コロナ陽性者が自殺や一家離散に追い込まれるという怪談のような話も、こういう空気の延長線上にあるのだと窺い知れるような気がした。
ちなみにこれは、地方の皆さんを悪く言っているわけではない。
一つ一つの場所はどこも良いところで、一人一人は皆さんほんと、まじめで良い人。
良い人であるがゆえに、依然として残る昔ながらのニッポンのムラ社会的、見えない同質的同調的空気に合わせて身を縮こまらせているのだとしたら「ああ、お気の毒」と思ってしまう私がいる。
そう、同質、同調。
何県とか誰がとかいう話を超えて、文化としての同質強要・同調圧力が私は苦手なのだ。
「和をもって尊しとなす」に代表される、融和的な日本人の精神性はすばらしいものであるのは確かだが
それが裏返って不健全になると、同質強要・同調圧力となって人の心を縛るのだ。
個であることを許さない偏狭性となるのだ。
そこでは「嫌われる・叩かれる・外される」という恐怖をともなうから
せっかく「自分の個性を表現したい」「個として自分を生きたい」と願った人も、その恐怖の前に一歩も進めなくなるのだ。
結局、自分を押し殺して我慢したまま、埋もれて一生を終える人がほとんどだったりする。

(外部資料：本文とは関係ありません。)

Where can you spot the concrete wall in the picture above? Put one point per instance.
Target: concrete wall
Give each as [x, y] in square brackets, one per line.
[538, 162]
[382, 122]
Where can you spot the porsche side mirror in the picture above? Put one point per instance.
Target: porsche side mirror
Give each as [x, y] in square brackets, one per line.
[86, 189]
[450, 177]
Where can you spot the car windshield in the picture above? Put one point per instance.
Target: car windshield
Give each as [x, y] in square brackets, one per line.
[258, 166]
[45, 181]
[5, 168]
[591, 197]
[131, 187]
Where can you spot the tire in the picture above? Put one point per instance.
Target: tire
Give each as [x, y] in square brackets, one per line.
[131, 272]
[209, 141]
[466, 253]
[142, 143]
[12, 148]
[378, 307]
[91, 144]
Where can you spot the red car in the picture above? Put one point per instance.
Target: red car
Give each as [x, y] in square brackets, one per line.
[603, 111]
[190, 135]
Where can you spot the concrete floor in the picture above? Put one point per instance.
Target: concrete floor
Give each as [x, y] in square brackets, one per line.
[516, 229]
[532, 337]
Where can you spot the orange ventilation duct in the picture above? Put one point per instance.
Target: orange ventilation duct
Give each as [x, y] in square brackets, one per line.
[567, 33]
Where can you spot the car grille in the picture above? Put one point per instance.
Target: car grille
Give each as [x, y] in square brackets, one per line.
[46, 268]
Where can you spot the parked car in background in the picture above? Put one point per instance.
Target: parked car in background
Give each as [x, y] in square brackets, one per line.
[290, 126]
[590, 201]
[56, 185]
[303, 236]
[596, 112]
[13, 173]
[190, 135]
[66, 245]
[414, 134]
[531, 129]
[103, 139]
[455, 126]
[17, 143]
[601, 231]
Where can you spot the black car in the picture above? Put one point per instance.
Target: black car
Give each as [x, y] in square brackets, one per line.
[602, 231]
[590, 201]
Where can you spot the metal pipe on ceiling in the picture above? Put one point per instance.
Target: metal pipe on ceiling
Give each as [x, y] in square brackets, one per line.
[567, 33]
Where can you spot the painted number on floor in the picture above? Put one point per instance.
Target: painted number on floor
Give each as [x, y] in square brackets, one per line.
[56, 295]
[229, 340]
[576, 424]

私はそれが残念でならないから、人生転換のお手伝いをするビリーフリセット・コンサルタントとして、いつも
そういうビリーフを外して
勇気を出して前に出ようよ!
その自分でいいんだよ!
自分を出していいんだよ!
と言ってきた。
多様性を受け入れる土地柄
でもね、今回自分の「派手な車」(笑)で地方を走ってみてわかった気がする。
ああ、私はそれが簡単に言えるような「特殊な土地」にいたんだな、ってことが。
目立つの別にOKで
異質上等で
周りの目とか気にしない
そんな生き方がわりと簡単にできたり、人に対して簡単に言えるのは
もともと多様な人がいるとか
多様性のある文化を受け入れる土壌があるとか
「個」として生きている人が多いとか
そもそも私程度なんかべつに異質のうちに入らないとか
そういう「土地の空気」ゆえ、というのが大きかったのだ。
私がこれまで20年住んでいた東京、しかも文京区や港区などの都心部。(まあ港区は特殊中の特殊だわな)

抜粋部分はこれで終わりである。